Today In History 08/05


August 5th

1 – In 70 AD fires resulting from the destruction of the Second Temple in Jerusalem were extinguished. Only the western wall, known as the Wailing Wall, remains. It is now a sacred site for the Jews.

2 – In 1100 Henry I is crowned King of England in Westminster Abbey. The fourth son of William the Conqueror, he seized the throne after the accidental death of his brother William, promising to correct many of Williams unpopular policies. He was considered a harsh but effective leader, appointing officials not from blue bloods but men of obscure backgrounds. After his death, his nephew Stephen took the throne, despite Henry’s daughter Matilda being the heir to the throne.

3 – 1620 – The Mayflower departs from Southampton, England, carrying would-be settlers, on its first attempt to reach North America; it is forced to dock in Dartmouth when its companion ship, the Speedwell, springs a leak.

4 – 1816 – The British Admiralty dismisses Francis Ronalds’s new invention of the first working electric telegraph as “wholly unnecessary”, preferring to continue using the semaphore.
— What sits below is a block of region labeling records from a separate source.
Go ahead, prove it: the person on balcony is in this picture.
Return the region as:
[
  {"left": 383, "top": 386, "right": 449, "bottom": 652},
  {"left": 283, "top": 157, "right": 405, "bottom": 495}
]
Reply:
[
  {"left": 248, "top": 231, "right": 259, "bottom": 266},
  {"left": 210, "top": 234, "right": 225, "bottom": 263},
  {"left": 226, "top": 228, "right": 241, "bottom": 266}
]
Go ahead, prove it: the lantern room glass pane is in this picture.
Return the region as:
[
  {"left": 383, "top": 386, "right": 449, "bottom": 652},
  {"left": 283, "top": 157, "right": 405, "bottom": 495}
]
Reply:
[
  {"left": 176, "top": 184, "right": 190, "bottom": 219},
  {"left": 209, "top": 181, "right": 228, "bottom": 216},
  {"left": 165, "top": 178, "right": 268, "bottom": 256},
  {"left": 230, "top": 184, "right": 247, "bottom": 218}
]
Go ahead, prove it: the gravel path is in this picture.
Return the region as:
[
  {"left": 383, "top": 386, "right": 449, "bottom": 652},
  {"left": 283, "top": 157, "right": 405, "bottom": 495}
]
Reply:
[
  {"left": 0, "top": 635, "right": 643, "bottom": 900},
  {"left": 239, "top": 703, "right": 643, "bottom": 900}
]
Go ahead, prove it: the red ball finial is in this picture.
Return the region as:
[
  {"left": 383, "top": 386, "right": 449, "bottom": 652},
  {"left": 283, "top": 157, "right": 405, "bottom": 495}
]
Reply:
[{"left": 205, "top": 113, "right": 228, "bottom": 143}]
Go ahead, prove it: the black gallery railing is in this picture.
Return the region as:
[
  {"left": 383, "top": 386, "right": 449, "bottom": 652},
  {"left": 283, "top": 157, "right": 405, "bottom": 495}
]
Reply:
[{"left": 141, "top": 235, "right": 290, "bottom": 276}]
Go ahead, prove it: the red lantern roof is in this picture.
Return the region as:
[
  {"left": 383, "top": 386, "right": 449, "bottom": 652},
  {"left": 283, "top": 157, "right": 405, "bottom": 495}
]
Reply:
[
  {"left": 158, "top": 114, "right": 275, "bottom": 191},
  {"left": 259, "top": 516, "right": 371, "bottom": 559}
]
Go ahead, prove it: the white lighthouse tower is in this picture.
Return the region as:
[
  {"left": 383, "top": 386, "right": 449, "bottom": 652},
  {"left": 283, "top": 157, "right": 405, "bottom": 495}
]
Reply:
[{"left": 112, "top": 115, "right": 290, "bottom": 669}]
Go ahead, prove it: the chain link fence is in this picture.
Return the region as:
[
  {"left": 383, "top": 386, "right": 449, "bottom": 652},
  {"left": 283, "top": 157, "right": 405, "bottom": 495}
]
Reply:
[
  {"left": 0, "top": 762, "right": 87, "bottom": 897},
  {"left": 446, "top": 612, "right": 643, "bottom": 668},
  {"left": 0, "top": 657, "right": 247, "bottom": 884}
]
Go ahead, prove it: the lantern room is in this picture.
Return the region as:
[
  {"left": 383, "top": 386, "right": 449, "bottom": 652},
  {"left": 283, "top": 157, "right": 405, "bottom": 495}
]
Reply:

5 – 1861 – American Civil War: In order to help pay for the war effort, the United States government levies the first income tax as part of the Revenue Act of 1861 (3% of all incomes over US$800 or $27,737.18 today ; rescinded in 1872).

6 – 1882 – Standard Oil Company of New Jersey, today known as ExxonMobil, is established officially. The company would later grow to become the holder of all Standard Oil companies and the entity at the center of the breakup of Standard Oil.

7 – 1888 – Bertha Benz drives from Mannheim to Pforzheim and back in the first long distance automobile trip, commemorated as the Bertha Benz Memorial Route since 2008.

8 – 1914 – The British Expeditionary Force mobilizes for World War I.

Meanwhile In Cleveland, Ohio, the first electric traffic light is installed.

9 – Born is 1923, Richard G. Kleindienst, was one of the key officials who helped elect Richard Nixon to the presidency in 1969.

10 – In 1930 Neil Armstrong, the first man to walk on the moon, was born.

11 – 1936 – Jesse Owens shatters world records and Nazi propaganda at the Olympics

12 – 1974 – Watergate scandal: President Richard Nixon, under orders of the US Supreme Court, releases the “Smoking Gun” tape, recorded on June 23, 1972, clearly revealing his actions in covering up and interfering investigations into the break-in. His political support vanishes completely.

13 – 1981 – President Ronald Reagan fires 11,359 striking air-traffic controllers who ignored his order for them to return to work.

14 – In 1991 Soichiro Honda, Japanese engineer and businessman, died. Born in 1906 to a bicycle repairman, he was an inventive child. Honda was not interested in traditional education. His school handed grade reports to the children, but required that they be returned stamped with the family seal, to make sure that a parent had seen it. Honda created a stamp to forge his family seal out of a used rubber bicycle pedal cover. The fraud was soon discovered when he started to make forged stamps for other children. Honda was unaware that the stamp was supposed to be mirror-imaged. His family name (in kanji) 本田 (Honda) is symmetrical when written vertically, so it did not cause a problem, but some of the other children’s family names were not. He raced a turbocharged Ford in Japans 1st automobile race in 1936. He crashed and seriously injured his eye, his brother was also injured. He quit racing after that race. In 1937 he founded Tokai Seiki to produce piston rings for Toyota. The company was bombed during WWII and an earthquake destroyed the rest. Selling out to Toyota, he used the proceeds to found Honda Technical Research Institute. In 1948 he started producing a motorized bicycle, and in 1949 produced a true motorcycle.